Welcome to Timeline Photos. A few years back I started peeking around my archives in search of some of the first photographs I had taken. Here records my quest into better understanding my long term love of camera and experiencing the world with it in hand. All photos appear in chronological order hopefully revealing an evolution of how I see and what moves me to speak with light.

Images are licensed Creative Commons BY-NC-SA. You are welcome to share an image given that you credit me, Irene Kato, as photographer with mention of my blog link, 'irenekatophotos.blogspot.com'.
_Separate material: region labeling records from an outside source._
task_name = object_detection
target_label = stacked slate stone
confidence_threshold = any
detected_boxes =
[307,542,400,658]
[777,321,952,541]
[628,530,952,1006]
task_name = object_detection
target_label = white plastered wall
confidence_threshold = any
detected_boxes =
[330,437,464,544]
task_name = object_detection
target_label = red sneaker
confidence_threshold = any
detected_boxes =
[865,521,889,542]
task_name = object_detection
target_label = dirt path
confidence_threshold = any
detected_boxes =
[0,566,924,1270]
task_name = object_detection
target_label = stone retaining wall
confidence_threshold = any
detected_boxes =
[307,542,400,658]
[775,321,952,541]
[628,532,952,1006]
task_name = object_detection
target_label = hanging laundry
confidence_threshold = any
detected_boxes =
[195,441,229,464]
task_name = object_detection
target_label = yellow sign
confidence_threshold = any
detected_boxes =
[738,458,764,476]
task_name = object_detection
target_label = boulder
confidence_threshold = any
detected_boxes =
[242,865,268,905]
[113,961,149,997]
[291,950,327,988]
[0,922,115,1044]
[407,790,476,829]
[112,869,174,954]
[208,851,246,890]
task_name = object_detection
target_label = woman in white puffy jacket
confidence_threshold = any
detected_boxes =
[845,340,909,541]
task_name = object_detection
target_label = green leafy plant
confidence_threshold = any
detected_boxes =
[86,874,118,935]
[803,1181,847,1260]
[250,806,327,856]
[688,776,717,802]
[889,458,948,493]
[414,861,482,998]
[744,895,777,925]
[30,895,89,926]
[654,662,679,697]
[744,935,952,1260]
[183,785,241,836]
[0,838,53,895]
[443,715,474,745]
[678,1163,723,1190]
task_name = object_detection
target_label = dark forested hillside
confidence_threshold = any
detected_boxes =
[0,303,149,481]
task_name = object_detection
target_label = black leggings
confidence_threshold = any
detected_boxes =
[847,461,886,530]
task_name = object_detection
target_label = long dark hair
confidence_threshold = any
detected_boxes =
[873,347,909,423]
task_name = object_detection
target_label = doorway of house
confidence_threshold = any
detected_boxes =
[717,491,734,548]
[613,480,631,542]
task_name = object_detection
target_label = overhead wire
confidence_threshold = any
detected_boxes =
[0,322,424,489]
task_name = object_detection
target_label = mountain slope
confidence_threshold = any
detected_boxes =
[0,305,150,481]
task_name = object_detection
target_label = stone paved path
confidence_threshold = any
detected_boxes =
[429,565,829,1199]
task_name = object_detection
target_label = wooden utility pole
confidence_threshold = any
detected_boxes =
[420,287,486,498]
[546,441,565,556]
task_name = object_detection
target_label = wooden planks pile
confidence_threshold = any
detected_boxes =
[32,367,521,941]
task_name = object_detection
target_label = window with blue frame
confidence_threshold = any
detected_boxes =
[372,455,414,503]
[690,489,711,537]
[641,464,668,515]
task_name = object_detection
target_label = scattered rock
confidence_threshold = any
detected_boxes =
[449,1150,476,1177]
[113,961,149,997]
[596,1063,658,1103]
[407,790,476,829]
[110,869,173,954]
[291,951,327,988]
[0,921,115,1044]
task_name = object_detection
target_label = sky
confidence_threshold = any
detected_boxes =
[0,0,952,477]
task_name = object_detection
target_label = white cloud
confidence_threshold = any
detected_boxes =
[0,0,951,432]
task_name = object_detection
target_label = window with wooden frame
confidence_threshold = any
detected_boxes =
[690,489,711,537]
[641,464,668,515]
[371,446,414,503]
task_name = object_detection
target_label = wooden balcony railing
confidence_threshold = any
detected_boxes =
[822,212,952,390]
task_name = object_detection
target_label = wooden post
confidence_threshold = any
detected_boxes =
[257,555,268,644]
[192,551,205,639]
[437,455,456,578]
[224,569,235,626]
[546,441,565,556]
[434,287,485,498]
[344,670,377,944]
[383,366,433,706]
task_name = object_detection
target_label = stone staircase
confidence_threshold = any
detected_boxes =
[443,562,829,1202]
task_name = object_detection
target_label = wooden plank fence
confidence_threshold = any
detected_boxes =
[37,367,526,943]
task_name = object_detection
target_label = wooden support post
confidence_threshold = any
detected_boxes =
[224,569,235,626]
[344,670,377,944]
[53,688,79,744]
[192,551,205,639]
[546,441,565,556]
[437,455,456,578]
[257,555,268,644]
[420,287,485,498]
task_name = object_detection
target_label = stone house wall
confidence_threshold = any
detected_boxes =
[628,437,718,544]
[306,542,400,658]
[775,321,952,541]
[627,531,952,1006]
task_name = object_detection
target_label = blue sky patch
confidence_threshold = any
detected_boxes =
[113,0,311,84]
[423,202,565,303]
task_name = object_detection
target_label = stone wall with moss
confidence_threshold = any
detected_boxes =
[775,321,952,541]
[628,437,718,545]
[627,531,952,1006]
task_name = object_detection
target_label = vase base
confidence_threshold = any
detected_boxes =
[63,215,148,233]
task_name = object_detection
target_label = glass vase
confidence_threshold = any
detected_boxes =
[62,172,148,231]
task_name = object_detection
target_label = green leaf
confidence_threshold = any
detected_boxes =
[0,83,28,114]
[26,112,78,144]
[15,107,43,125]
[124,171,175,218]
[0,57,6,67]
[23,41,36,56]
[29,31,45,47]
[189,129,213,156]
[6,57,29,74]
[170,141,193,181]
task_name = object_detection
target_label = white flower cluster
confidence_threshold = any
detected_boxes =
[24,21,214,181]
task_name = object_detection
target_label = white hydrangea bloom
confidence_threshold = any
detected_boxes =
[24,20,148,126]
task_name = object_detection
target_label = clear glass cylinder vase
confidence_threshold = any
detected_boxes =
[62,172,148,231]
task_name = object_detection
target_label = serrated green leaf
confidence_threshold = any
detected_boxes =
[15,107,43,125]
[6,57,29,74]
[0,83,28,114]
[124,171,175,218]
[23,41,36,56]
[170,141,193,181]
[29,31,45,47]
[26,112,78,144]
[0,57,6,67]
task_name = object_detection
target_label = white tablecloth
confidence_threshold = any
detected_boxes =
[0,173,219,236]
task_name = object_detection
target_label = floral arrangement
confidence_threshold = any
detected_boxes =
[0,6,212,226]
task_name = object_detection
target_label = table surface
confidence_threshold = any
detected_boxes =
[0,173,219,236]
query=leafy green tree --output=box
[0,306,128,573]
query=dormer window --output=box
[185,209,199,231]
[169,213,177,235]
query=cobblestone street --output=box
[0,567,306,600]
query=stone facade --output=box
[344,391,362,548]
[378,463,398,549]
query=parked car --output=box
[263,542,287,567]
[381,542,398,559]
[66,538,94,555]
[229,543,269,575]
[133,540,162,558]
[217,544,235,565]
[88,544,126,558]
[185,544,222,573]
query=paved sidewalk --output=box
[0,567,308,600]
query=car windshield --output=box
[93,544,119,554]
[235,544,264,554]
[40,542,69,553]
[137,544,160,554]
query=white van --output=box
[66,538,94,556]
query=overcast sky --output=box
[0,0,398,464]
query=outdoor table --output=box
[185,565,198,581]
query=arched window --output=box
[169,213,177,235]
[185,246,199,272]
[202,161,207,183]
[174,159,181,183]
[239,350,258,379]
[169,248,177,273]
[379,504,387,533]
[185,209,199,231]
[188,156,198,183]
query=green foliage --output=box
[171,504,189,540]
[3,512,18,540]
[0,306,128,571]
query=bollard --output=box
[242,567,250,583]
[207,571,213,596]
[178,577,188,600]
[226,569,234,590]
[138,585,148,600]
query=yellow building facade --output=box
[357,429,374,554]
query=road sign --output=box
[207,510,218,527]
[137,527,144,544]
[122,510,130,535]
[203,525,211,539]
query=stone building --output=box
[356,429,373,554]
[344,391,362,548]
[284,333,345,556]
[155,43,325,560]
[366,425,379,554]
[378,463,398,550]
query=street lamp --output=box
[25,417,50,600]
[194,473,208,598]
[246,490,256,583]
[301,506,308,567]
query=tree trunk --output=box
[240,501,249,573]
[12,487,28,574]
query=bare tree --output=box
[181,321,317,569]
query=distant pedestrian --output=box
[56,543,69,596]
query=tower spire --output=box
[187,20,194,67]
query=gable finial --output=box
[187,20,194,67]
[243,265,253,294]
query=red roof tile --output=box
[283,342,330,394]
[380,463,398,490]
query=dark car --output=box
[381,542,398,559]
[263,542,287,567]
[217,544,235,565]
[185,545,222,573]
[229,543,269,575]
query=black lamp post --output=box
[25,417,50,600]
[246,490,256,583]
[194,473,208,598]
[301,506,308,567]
Contact irenekatophotos@gmail.com for information about prints, permissions, and on-site assignments. Thank you!!

(Photo credit Phil Monahan of Orvis)


Tuesday, January 10, 2012

The Thoreau Connection

There's a book with a collection of Thoreau reflections in my daughter's school that I enjoy picking up during morning reading time.  It's called "New Suns Will Arise: From the Journals of Henry David Thoreau" and it includes accompanying photographs by John Dugdale.  Today a photo of hay bundles caught me attention and took me to these Thoreau words:

"I sometimes walk across a field with unexpected expansion and long-missed content, as if there were a field worthy of me.  The usual daily boundaries of life are dispersed, and I see in what fields I stand." 
- August 23, 1845

Oh my goodness, am I connecting to some element that Thoreau speaks of in my visits to the farm property?  "...The usual daily boundaries of life are dispersed..."  All I can see is myself passing through the entry, as I call it, by the tree and looking across the field towards the big tree and its surrounding and feeling free and open.  Did Thoreau also feel that release of burdens?  

These images are from my last visit on January 7.  It was a long and wonderful one with just me and Sparkle at home.  I selected these three because they relate to my entry into the field, the big tree I first see, and the openness I cross.  I tinted them to be similar to the cynatype photos of John Dugdale's.  Even though not the same process, they will remind of the favor I have for the collection of words and images in the book.